Magda abandoned the search for the map and started running. She knew that it was foolish to run in a maze without knowing where she was going, but she was too panicked to stop herself.

Besides, what choice did she have?

She ran with wild abandon, taking random passageways at intersections. From time to time she could hear the dead man in the distance behind her. He let out a growl of rage as he came, his feet sometimes dragging on the floor. Magda ran all the faster, imagining the goblin from her nightmares hot on her heels. She knew that she didn’t stand a chance fighting against him. She had to get away.

She was suddenly brought up short in a dead end. She spun around and saw the man step into the passageway from a side hall, blocking her way back. Magda stood panting, knife clenched tightly in her fist, trying to decide what to do.

His glowing eyes watched her, and then he started toward her. As he got closer, the cat sprang out of the darkness onto the man’s head, clawing at his gleaming eyes with wild fury. He twisted to the side, his arms thrashing, trying to swipe the cat off his head.

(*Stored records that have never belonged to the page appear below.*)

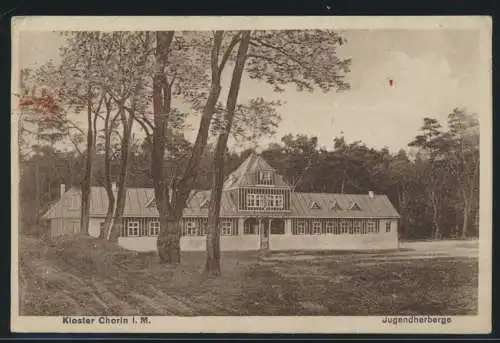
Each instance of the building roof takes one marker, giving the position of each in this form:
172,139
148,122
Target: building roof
301,205
140,201
245,174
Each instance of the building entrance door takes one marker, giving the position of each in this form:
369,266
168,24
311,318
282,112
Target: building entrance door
264,233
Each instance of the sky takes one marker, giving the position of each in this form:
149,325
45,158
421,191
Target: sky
433,71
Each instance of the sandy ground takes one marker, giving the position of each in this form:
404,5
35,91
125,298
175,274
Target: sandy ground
84,276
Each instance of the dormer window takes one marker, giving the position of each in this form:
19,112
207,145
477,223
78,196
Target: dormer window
73,202
336,206
315,206
151,203
265,177
354,207
204,204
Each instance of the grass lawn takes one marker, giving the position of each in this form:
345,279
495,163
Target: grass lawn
84,276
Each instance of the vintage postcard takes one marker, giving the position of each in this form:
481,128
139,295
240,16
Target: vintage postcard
251,174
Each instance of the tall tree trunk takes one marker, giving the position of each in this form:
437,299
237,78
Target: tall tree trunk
121,195
465,218
170,203
212,265
108,186
86,183
435,219
168,245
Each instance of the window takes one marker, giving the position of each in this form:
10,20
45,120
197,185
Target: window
370,226
251,200
250,227
316,229
315,206
277,227
265,177
226,227
344,227
274,201
190,228
278,201
331,227
354,206
301,227
336,206
356,227
154,228
204,203
73,202
133,228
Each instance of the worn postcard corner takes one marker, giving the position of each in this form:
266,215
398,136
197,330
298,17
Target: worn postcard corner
251,174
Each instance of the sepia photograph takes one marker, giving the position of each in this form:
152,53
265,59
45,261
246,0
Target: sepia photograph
251,174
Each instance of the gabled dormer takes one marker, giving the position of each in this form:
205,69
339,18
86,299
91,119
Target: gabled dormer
255,172
258,187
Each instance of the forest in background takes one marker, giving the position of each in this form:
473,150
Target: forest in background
121,82
434,184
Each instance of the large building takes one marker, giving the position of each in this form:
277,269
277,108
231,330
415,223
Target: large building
259,211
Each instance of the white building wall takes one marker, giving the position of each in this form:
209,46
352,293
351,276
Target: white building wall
196,243
374,241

Magda knew that it was her only chance. She didn’t hesitate. She ran toward the man and the only way out. As she reached him, she bent low and slammed her shoulder into his ribs, knocking him to the side. He lost his balance and fell against the wall.

Pain shot through her shoulder from the solid impact with his rocklike torso. Magda was already past him and running at full speed as the cat sprang off the man and raced after her.

Magda took intersection after intersection, ducking around heavy panels of hanging cloth whenever they appeared unexpectedly out of the darkness. She didn’t know where she was or how to escape the maze. She was simply trying to lose the man close on her heels. The man who had killed Isidore.

Charging down a long hallwa

y, she suddenly came upon another hanging cloth that loomed up out of the darkness. Magda pushed it to the side with an arm as she went around it. When she did so, she realized that it was different from the others she had encountered. Unlike the others, this one was light and airy.

Almost immediately, before she could wonder at the silken nature of the cloth, she saw in the weak lantern light that it was a dead end. She couldn’t go any farther.

Magda spun around. The man had already reached the other side of the cloth wall blocking the passageway. It was too late to go back the way she had come.